Brittany Oswell’s death made national news when her grieving parents and husband filed a lawsuit against the airline in 2018. The suit has been ongoing in South Carolina federal court for nearly a year.
On Wednesday, a judge agreed to transfer the case to the Northern District of Texas, Fort Worth.
In 2016, Brittany Oswell and her husband, Cory Oswell, were flying back from their honeymoon in Honolulu to Dallas-Fort Worth Airport when she started to feel sick. She was dizzy, disoriented and slurring her speech, according to the lawsuit.
Oswell, 25, collapsed in the bathroom, where she vomited on flight attendants trying to help her. The flight was about two hours away from DFW Airport.
A doctor on board examined Oswell and told the crew that the plane needed to land immediately if Oswell was to survive, the lawsuit states.
“The doctor asked to land the plane three times,” Brandon Cranshaw, a lawyer representing Oswell’s family, told The State newspaper in a 2018 interview. “The doctor who was holding Brittany was begging them to land.”
The pilot did not land the plane.
When the flight landed at DFW Airport, Oswell was rushed to Baylor Medical Center. Doctors diagnosed her with a pulmonary embolism — a clot that blocks flood flow to one’s lungs — and said she had had multiple heart attacks on the flight. Oswell died three days later.

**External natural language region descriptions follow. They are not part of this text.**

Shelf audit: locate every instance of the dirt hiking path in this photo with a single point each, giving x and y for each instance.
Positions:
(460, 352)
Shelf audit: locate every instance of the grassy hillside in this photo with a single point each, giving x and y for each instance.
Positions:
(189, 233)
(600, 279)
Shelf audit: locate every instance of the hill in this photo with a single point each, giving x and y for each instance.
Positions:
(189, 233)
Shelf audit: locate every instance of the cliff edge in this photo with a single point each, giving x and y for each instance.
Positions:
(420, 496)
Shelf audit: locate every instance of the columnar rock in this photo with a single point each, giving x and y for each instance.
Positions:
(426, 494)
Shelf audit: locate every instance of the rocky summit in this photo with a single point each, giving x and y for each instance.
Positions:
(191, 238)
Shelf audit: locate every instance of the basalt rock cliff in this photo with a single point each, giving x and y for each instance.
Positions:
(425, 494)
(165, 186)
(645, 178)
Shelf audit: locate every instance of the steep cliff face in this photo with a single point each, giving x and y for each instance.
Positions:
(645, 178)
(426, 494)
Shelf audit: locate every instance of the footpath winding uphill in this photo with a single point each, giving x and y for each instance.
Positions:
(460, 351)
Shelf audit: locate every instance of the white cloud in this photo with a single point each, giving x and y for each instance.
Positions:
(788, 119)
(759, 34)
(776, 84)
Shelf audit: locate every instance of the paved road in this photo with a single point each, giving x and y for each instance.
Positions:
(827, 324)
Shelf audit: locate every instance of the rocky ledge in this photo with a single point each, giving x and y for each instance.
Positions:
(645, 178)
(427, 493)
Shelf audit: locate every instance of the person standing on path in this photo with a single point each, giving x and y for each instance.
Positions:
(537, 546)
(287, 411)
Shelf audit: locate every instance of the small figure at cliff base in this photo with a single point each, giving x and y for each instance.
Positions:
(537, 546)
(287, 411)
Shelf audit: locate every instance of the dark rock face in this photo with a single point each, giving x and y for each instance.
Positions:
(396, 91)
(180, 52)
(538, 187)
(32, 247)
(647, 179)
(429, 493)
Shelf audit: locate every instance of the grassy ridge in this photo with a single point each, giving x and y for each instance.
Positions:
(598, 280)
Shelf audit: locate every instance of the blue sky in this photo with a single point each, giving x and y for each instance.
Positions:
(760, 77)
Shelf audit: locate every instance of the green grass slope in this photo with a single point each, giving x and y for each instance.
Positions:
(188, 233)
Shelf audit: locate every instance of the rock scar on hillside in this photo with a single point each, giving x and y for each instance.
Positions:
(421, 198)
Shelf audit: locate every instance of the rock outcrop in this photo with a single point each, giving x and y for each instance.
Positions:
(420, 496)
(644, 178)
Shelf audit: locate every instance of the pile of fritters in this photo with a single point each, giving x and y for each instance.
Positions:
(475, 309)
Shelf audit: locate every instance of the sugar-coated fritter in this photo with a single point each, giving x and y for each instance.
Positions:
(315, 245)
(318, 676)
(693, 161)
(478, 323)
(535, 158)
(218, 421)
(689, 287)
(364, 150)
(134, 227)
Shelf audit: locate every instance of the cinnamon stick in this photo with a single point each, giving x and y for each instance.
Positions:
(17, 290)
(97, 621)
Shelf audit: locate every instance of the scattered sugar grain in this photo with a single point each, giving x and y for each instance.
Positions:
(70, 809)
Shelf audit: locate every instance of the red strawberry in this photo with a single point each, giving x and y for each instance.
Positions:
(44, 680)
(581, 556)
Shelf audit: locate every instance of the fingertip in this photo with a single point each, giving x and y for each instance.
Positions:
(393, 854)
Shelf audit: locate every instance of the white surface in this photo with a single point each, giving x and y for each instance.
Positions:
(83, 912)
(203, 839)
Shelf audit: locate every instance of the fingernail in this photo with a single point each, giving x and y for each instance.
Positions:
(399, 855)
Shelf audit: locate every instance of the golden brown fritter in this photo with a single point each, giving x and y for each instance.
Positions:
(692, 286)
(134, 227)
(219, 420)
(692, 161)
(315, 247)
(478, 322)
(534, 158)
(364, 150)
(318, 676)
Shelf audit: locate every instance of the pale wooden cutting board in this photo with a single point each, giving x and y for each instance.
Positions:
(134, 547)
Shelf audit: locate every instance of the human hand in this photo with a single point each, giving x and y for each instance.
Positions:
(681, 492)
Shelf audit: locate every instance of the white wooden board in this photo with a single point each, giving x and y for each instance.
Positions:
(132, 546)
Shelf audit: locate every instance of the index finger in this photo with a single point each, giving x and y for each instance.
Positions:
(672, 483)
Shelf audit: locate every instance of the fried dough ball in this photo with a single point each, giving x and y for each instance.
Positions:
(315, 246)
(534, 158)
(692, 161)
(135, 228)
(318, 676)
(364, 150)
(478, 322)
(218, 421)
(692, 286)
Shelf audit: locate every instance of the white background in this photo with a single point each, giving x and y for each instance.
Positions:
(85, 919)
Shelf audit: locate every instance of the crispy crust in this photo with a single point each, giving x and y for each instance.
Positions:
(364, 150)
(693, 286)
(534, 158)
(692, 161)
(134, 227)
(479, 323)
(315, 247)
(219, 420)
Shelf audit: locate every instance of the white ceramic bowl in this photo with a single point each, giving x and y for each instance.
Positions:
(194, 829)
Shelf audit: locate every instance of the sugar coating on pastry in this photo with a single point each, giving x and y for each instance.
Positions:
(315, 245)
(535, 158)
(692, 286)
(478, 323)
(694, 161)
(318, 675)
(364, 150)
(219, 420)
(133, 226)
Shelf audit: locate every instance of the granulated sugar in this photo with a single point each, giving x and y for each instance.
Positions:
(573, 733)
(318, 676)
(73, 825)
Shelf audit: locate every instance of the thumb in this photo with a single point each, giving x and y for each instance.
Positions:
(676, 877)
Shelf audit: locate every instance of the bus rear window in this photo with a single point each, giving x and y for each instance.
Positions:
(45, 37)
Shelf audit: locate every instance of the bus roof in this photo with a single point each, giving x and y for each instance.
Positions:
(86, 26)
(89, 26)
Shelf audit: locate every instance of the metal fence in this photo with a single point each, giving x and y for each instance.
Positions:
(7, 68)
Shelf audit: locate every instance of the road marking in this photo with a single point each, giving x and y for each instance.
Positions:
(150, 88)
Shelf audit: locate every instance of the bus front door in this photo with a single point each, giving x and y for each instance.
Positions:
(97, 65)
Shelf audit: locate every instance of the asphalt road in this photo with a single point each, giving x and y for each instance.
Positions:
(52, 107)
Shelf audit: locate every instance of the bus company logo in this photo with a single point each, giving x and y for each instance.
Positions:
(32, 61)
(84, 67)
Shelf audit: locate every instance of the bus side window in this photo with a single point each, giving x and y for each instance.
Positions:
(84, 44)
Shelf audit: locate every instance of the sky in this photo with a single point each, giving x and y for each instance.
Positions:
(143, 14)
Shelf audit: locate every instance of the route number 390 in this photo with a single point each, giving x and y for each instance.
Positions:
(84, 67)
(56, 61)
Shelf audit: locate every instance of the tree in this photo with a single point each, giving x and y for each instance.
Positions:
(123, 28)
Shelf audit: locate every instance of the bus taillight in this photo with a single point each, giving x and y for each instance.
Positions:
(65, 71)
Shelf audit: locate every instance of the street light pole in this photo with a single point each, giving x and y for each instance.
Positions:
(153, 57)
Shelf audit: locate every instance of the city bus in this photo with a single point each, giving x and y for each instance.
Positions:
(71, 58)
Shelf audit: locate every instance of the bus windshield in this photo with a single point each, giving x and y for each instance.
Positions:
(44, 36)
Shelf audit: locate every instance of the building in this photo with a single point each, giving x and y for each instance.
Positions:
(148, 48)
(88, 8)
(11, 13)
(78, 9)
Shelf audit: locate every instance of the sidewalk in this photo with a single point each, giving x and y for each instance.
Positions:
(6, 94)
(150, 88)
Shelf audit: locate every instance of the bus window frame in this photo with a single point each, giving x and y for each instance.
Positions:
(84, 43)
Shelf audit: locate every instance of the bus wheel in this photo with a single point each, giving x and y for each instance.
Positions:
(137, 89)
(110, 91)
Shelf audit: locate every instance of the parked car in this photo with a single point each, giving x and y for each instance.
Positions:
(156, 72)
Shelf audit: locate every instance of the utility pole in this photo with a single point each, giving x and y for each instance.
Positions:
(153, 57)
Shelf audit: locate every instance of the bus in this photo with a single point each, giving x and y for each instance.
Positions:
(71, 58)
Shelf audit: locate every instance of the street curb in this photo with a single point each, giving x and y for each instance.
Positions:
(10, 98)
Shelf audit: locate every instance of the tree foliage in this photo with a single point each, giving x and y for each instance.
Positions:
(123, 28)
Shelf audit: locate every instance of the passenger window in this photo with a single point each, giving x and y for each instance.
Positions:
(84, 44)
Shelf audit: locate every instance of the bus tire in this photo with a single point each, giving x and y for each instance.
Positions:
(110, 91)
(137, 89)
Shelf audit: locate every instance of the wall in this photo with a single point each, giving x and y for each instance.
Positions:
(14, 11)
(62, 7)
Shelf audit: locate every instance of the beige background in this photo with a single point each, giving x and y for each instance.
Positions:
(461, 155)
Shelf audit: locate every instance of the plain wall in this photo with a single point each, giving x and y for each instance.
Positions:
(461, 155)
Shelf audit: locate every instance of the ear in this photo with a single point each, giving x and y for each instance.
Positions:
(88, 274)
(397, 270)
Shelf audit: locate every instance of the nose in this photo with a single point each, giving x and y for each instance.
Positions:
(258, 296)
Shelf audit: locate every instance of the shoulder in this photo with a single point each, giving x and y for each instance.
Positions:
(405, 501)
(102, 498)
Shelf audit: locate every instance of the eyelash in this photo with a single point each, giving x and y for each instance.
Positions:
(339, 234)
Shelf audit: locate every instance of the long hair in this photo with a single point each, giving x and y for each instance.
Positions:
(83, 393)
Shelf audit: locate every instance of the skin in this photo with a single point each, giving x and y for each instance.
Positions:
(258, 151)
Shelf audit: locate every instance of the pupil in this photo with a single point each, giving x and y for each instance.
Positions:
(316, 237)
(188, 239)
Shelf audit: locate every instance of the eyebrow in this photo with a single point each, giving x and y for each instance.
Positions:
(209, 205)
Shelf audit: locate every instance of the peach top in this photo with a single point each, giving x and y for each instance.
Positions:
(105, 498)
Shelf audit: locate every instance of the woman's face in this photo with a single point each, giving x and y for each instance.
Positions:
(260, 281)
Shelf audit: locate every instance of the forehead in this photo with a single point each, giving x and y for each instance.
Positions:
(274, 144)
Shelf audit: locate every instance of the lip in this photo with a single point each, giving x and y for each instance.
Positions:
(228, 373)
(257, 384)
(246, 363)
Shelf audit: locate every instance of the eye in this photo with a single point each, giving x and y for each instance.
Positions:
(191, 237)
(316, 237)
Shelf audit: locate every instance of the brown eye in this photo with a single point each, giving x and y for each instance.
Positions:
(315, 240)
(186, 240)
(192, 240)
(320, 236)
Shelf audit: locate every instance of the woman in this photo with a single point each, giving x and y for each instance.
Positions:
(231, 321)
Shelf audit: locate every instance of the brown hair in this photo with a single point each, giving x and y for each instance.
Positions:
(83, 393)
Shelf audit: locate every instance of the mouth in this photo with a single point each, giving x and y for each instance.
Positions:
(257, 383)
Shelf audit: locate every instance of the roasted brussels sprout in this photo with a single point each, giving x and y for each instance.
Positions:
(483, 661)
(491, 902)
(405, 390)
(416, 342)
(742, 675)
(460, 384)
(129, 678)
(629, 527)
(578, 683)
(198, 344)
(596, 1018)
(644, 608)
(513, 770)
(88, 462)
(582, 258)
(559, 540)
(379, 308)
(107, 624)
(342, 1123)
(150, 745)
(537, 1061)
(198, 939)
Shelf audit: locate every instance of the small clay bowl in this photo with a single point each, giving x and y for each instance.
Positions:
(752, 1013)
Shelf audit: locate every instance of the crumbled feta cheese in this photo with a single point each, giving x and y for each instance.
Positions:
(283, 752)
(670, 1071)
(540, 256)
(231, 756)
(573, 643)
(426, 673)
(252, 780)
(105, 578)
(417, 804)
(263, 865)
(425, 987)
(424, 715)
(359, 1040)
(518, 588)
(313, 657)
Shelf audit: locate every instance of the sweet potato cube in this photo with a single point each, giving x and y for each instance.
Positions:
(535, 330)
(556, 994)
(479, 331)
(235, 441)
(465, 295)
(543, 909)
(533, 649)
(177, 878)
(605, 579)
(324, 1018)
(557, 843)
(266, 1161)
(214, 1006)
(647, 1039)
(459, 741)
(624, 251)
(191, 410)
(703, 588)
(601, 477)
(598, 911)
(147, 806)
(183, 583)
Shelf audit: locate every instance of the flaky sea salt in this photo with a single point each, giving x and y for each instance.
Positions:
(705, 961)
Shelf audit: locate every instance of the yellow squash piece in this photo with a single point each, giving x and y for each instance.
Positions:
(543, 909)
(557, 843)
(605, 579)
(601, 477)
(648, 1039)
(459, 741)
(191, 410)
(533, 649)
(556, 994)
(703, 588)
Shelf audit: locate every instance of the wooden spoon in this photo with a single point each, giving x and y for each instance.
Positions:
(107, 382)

According to the lawsuit, the doctor who attempted to revive Oswell said the plane had faulty medical equipment. A blood pressure cuff would not work. When Oswell stopped breathing on the plane, the doctor and crew members put automated external defibrillator pads on Oswell’s chest. They tried tried three times to administer a shock, but the current wouldn’t go through.
In an interview with the New York Times in 2018, Oswell’s parents, Chris and Tina Starks, said the pilot should have landed the plane.
The judge, Mary Geiger Lewis, ruled in an opinion that the case should be moved to Fort Worth because it is more convenient for witnesses and the airline is based in Fort Worth.